Aber Achtung: Archetypen können schnell den kreativen Blick auf eine Geschichte verstellen und sind keine Garantie für Erfolg. Ich würde sie daher nur zur Rate ziehen, wenn eine Story nicht richtig zündet. Dann können Archetypen helfen, inhaltliche Klarheit und eine Struktur für den Text zu finden.
8. Journalismus als Vorbild für das Storytelling in der B2B-Kommunikation
Gut erzählte Geschichten setzt auf wahre Begebenheiten, die für die Zielgruppe relevant sind. In dieser Hinsicht steht die Unternehmenskommunikation dem Journalismus bei der Themenfindung in nichts nach.
Auch bei der Umsetzung können sich Marketingverantwortliche von Redaktionen einiges abschauen:
Füllwörter streichen
Entferne überflüssige Wörter, die keinen Mehrwert bieten. Verzichte auf Ausdrücke wie „irgendwie“, „eigentlich“ oder das unpersönliche „man“. Sei vorsichtig mit Substantiven, die auf „-ung“, „-heit“ oder „-keit“ enden.
Sprachliche Vielfalt nutzen
Verwende passende Synonyme. Diese machen den Artikel lebendiger und interessanter. Aber Achtung: Wenn kein passendes Synonym zur Verfügung steht, ist eine Wortwiederholung besser als ein weniger zutreffender Begriff.
Klar und direkt formulieren
Aktive Formulierungen sind leichter verständlich. Vermeide darüber hinaus verschachtelte Satzstrukturen.
Lebendig und natürlich schreiben
Orientiere dich an gängigen Wörtern und versuche, komplizierte Fachbegriffe zu vermeiden. Sie unterstreichen nicht die Expertise eines Unternehmens, sondern führen zu unnötigen Fragezeichen beim Gegenüber.
Show. Don’t tell.
Die Formulierung „Unsere Lösung hebt dich eine Stufe höher“ bietet für Leserinnen und Leser keinen Mehrwert. Niemand kann sich darunter etwas vorstellen. Bei Adjektiven wie „schön“, „groß“ oder „extrem“ wiederum hat jede und jeder ein anderes Bild vor Augen.
Werde daher konkret. Beschreibe, wie ein Kunde von deiner Lösung konkret profitiert hat, und nenne Beispiele.
9. Visuelle Anker setzen
Anders als Text können Bilder schnell und ganzheitlich erfasst werden. Gute Fotos sind daher Eye-Catcher und ziehen in die Geschichte. Mehr noch: Sie helfen dem Gehirn, das Geschriebene mit Gesichtern und Orten zu verbinden.

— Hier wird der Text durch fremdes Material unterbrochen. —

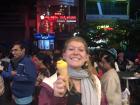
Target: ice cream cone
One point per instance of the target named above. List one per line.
(62, 68)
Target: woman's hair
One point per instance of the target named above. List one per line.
(88, 65)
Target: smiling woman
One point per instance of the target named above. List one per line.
(84, 86)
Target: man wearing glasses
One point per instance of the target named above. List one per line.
(23, 74)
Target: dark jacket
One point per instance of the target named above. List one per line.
(46, 96)
(23, 84)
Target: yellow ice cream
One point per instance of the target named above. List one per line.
(62, 68)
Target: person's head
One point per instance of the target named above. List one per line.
(76, 52)
(40, 60)
(18, 50)
(108, 61)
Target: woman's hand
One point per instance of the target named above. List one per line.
(60, 87)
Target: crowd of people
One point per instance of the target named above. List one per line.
(93, 79)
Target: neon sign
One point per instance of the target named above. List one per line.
(61, 18)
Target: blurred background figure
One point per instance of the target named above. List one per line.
(110, 81)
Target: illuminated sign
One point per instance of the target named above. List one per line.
(61, 19)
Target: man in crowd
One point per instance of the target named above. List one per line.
(23, 74)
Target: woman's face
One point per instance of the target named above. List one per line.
(75, 54)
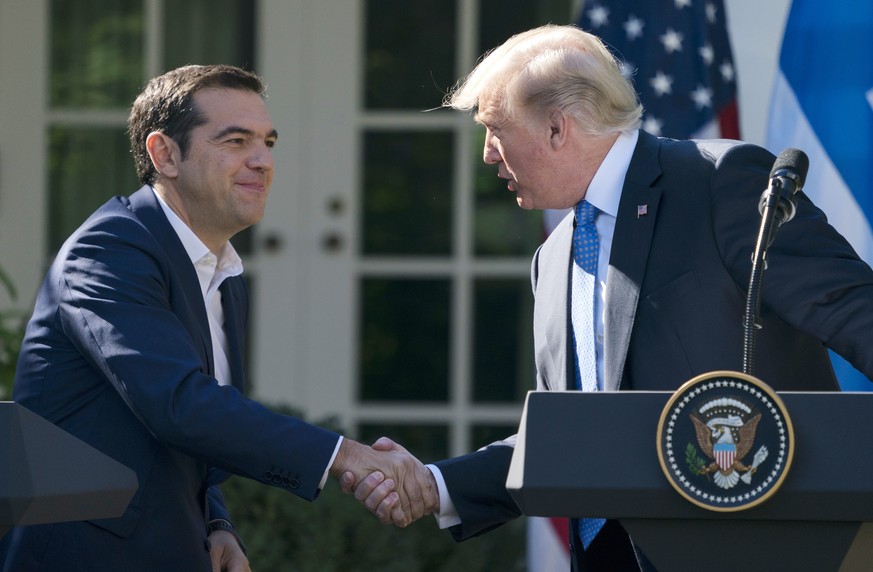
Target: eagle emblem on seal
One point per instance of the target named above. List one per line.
(725, 429)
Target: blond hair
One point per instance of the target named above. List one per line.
(552, 68)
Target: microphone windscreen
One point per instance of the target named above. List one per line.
(794, 160)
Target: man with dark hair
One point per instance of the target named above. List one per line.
(135, 344)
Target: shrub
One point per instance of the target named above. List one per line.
(336, 534)
(12, 323)
(284, 533)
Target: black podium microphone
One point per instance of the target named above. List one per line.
(777, 206)
(786, 179)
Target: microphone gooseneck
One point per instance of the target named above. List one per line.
(776, 207)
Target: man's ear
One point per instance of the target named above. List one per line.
(164, 153)
(559, 124)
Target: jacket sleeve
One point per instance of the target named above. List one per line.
(122, 305)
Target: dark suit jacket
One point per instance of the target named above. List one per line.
(675, 296)
(118, 353)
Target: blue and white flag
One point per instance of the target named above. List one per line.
(823, 104)
(678, 54)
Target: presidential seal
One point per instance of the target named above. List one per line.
(725, 441)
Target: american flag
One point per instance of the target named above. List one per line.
(678, 55)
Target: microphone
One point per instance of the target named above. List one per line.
(786, 179)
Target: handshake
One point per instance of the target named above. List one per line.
(387, 479)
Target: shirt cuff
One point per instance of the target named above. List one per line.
(448, 514)
(330, 464)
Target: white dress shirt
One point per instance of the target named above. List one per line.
(212, 270)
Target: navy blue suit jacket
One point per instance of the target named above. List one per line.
(118, 353)
(675, 296)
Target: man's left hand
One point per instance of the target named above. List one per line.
(226, 554)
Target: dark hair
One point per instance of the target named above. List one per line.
(166, 105)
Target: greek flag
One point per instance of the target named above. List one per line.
(823, 103)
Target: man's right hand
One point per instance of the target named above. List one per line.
(388, 480)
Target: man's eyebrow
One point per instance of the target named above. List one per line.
(273, 134)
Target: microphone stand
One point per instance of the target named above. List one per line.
(773, 214)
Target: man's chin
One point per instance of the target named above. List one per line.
(525, 204)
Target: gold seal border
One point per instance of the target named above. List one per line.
(694, 382)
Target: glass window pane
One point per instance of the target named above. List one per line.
(501, 227)
(427, 442)
(503, 368)
(486, 434)
(96, 53)
(407, 198)
(209, 32)
(404, 340)
(87, 167)
(410, 53)
(517, 16)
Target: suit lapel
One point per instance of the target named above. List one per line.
(551, 310)
(147, 209)
(634, 226)
(233, 302)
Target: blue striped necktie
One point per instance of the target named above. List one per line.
(584, 275)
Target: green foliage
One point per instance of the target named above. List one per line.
(12, 322)
(335, 533)
(284, 533)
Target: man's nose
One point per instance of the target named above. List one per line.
(262, 158)
(490, 154)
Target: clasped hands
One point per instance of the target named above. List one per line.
(387, 479)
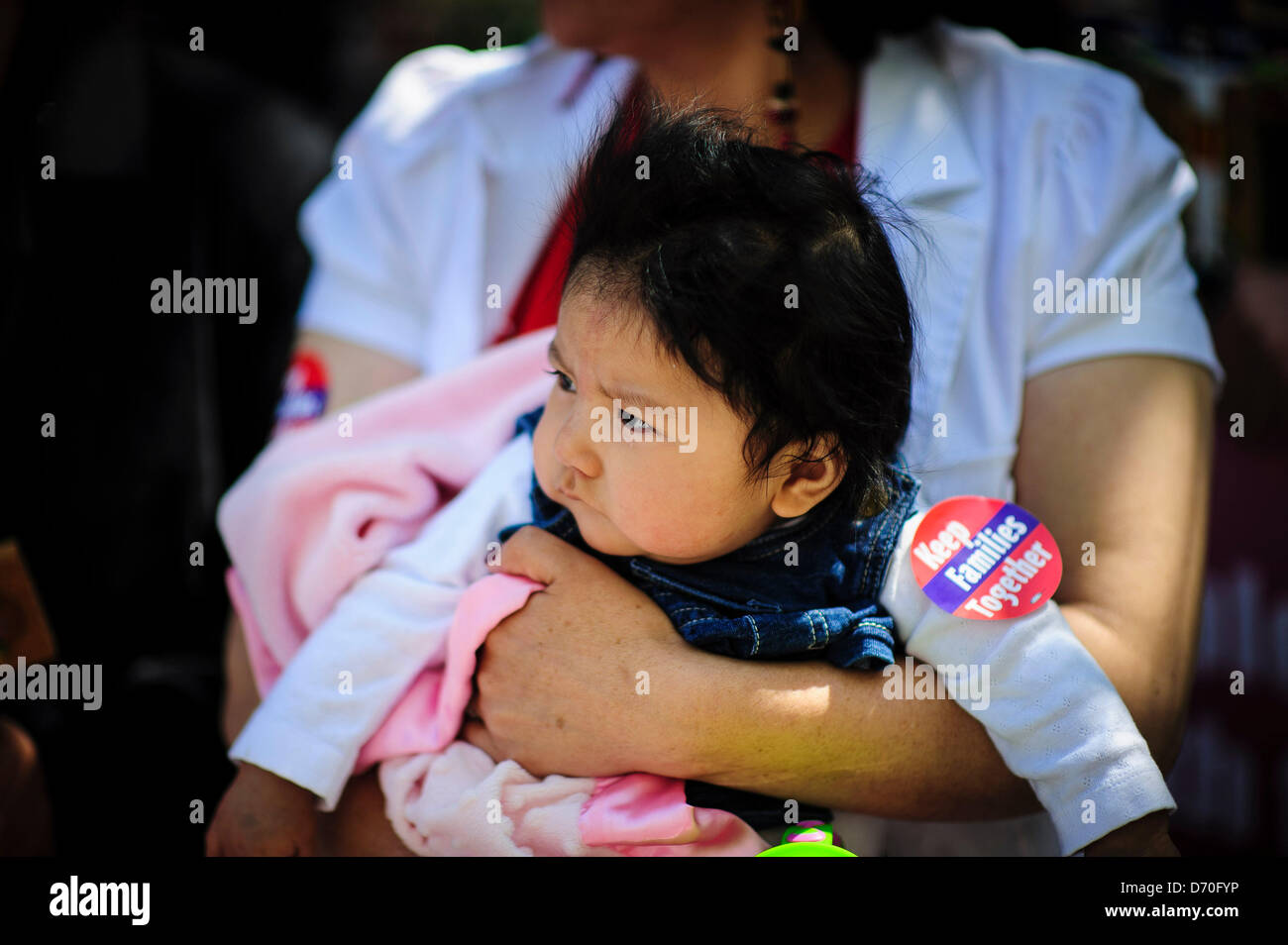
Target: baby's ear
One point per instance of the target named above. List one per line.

Verzichte also möglichst auf Stock-Fotos. Sie verwirren häufig, weil sie nicht mit der Geschichte konsistent sind: Die handelnden Personen auf den Bildern sind andere als im Text. Und auch die Räumlichkeiten stimmen nicht mit dem Beschriebenen überein.
Noch schlimmer sind Symbolbilder. Bei ihnen muss unser Gehirn die Verknüpfung zum Text selbst herstellen, was eine zusätzliche Anstrengung mit sich bringt.
10. Informationen nicht vernachlässigen
Warum Storytelling? Weil es Emotionen weckt. Sie sorgen dafür, dass Marken im Gedächtnis bleiben, da Gefühle eher und länger im Kopf bleiben als Fakten.
Dennoch sollten B2B-Kampagnen nicht nur aus Geschichten bestehen. Es geht auch darum, Daten und Fakten zu vermitteln. Sie sind es, die am Ende Markenpräferenzen in tatsächliche Käufe umwandeln.
Empfohlen wird – ähnlich wie im B2C-Bereich – 46 Prozent des Budgets für den Markenaufbau und 54 Prozent für das Performance-Marketing zu verwenden.